DISTRICT COURT, E.D. NEW YORK
February 1, 1934
The opinion of the court was delivered by: BYERS
BYERS, District Judge.
This is a motion by the superintendent of insurance of the state of New York for an order amending the order entered in this proceeding on December 7, 1933, appointing receivers in equity of the defendant, with conventional powers, and restraining all and sundry from instituting or prosecuting any suit, action or proceeding, etc., against the defendant or its named affiliates, including Lehrenkrauss Mortgage & Title Company, so as to permit the said superintendent to continue his proceeding, said to have been heretofore commenced and to be now pending in the Supreme Court of this state, for an order of liquidation and dissolution of the last named corporation, pursuant to article 11 (§ 400 et seq.) of the Insurance Law of New York (Consol. Laws N.Y. c. 28).
A consideration of all that is involved in the motion leads to the conclusion that it must be denied for the following reasons:
Much more is presented than a mere conflict of opinion as to whether this court, or the state court can claim priority of jurisdiction in point of time.

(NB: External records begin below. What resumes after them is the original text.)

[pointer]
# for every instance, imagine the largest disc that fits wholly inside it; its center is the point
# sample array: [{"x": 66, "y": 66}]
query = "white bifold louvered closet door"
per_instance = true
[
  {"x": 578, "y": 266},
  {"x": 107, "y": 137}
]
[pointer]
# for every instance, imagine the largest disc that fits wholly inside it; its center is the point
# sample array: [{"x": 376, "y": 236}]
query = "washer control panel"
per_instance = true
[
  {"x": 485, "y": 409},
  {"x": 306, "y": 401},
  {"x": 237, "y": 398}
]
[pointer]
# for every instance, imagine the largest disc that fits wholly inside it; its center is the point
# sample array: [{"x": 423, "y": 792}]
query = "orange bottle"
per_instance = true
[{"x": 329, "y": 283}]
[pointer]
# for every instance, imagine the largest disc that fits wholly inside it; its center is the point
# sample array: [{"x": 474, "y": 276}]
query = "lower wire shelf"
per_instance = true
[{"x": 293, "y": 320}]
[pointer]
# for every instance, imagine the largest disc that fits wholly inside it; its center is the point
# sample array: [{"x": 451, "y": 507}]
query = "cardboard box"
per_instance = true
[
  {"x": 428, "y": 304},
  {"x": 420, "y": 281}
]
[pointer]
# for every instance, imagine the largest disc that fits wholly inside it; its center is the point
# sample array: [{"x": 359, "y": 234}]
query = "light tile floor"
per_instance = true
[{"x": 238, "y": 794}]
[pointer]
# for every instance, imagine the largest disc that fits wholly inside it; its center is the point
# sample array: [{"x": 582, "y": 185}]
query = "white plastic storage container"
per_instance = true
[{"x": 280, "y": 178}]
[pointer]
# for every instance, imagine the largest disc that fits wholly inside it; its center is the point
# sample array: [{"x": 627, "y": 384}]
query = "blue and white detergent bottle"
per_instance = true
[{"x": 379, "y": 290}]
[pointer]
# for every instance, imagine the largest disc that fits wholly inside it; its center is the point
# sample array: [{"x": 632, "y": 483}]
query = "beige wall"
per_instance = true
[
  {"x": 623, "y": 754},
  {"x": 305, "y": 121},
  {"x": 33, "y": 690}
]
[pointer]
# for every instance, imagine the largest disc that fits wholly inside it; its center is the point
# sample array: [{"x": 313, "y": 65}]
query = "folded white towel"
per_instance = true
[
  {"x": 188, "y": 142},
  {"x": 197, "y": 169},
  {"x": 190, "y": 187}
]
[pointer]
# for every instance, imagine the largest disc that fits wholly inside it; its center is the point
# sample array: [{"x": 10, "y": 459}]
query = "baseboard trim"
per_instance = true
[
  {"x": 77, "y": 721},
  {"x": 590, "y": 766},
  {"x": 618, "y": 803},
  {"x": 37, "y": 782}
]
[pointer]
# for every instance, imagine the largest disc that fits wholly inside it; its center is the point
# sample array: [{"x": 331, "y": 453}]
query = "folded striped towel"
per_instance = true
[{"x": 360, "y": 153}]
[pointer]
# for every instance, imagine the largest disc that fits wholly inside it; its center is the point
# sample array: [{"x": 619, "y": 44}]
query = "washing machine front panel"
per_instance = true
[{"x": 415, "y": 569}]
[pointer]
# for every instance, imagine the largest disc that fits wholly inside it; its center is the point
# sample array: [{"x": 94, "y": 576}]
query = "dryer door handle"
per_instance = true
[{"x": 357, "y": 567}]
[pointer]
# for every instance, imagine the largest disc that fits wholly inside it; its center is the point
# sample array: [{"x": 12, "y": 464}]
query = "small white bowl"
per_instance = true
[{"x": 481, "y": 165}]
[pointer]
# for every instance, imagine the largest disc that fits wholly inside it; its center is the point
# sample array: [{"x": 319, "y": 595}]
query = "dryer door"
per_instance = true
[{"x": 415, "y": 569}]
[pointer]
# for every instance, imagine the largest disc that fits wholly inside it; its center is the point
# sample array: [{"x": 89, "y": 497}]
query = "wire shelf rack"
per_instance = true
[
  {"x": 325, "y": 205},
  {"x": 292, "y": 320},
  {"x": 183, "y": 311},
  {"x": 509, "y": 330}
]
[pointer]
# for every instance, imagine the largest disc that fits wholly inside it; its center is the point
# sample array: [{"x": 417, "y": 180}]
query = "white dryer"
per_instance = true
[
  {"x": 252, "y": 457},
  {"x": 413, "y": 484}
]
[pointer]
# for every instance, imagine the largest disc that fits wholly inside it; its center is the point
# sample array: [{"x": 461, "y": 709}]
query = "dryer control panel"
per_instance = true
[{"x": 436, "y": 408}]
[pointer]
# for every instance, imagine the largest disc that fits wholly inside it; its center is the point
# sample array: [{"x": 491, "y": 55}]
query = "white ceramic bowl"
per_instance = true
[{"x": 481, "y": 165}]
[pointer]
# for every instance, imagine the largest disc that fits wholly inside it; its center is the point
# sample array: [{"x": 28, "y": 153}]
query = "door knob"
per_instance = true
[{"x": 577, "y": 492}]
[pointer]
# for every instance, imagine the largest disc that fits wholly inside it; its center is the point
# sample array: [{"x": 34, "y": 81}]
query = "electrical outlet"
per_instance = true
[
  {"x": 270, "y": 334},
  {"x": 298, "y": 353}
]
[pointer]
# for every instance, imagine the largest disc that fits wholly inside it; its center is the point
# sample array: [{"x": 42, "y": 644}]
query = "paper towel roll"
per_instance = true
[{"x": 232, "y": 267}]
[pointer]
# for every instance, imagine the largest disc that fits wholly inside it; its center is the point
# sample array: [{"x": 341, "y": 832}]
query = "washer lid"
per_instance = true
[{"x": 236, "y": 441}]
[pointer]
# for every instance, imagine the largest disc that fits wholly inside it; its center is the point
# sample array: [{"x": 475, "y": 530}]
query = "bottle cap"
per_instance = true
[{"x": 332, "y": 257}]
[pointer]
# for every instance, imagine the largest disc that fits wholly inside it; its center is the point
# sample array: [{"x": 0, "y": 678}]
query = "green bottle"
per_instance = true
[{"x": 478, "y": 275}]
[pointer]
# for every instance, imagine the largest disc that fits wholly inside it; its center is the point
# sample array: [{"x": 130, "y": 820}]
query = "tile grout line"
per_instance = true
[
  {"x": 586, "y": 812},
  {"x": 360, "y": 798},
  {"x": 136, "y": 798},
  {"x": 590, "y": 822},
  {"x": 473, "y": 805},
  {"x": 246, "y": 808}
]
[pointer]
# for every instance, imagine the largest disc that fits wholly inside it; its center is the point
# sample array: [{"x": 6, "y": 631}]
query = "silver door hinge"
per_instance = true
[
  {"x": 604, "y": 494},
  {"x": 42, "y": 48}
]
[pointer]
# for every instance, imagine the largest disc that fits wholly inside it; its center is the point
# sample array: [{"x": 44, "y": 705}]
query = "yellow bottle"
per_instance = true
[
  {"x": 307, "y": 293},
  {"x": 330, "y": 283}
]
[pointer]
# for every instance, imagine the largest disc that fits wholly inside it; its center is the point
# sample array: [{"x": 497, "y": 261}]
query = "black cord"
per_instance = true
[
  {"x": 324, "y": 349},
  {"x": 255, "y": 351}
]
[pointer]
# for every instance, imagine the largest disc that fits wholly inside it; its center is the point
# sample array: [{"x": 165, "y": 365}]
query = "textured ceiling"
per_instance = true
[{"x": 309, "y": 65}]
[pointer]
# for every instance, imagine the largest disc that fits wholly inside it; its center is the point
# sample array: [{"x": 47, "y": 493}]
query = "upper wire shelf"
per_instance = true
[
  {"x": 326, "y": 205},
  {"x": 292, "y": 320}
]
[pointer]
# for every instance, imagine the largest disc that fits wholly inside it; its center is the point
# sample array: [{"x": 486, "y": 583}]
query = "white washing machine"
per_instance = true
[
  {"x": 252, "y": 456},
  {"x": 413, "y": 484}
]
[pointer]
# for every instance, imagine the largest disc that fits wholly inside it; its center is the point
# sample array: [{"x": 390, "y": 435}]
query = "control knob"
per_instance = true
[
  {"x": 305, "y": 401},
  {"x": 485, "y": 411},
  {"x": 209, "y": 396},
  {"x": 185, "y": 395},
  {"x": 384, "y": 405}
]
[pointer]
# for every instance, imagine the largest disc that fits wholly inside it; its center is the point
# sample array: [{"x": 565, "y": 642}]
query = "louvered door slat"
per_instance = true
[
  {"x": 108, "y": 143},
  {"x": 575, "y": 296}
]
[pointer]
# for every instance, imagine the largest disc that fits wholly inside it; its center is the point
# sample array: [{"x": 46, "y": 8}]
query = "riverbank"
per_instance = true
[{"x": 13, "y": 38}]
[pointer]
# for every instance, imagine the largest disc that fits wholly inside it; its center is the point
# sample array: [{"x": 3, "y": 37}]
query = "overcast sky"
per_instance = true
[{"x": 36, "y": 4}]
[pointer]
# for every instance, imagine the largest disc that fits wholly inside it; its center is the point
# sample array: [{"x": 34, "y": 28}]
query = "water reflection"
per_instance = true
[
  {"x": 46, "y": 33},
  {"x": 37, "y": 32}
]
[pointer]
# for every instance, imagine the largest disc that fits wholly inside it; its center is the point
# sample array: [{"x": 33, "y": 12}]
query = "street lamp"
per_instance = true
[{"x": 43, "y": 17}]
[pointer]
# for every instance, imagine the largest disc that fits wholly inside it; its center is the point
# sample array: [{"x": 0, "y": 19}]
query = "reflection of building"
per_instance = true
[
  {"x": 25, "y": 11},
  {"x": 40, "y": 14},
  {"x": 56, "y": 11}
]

The property and assets of the defendant company cannot be administered in the interest of creditors, if one of the defendant's instrumentalities is to be legally separated from the entire structure, and liquidated as a thing apart.
The business of the Mortgage & Title Company is not sought to be operated as such by the receivers, so that the public cannot be betrayed by the continuance of such services as it is equipped to render in furtherance of the conservation by the receivers of the properties, contracts and assets of the defendant.
If the Mortgage & Title Company were the only entity before either court, it might become necessary to inquire whether, as a matter of law, the proceeding said to have been initiated in the state court possesses statutory validity, but, in the view here taken, this is not thought to require determination.
The state proceeding is essentially administrative, not judicial, and does not present the issue which would arise if the Supreme Court of New York had the power to appoint its own receiver, and had exercised that power, with respect to either the defendant in this cause, or its Mortgage & Title Company affiliate.
The sole issue is whether this court has been convinced that the jurisdiction which it has exercised, upon due consideration, should be surrendered in part for the reasons stated in the motion papers.
That issue must be resolved against the motion, because it clearly appears that a coherent and economical administration of the defendant's properties, assets and contracts, as well as the rights and interest of mortgagors, mortgagees, and others who have dealt with the defendant company in any of its guises, so requires.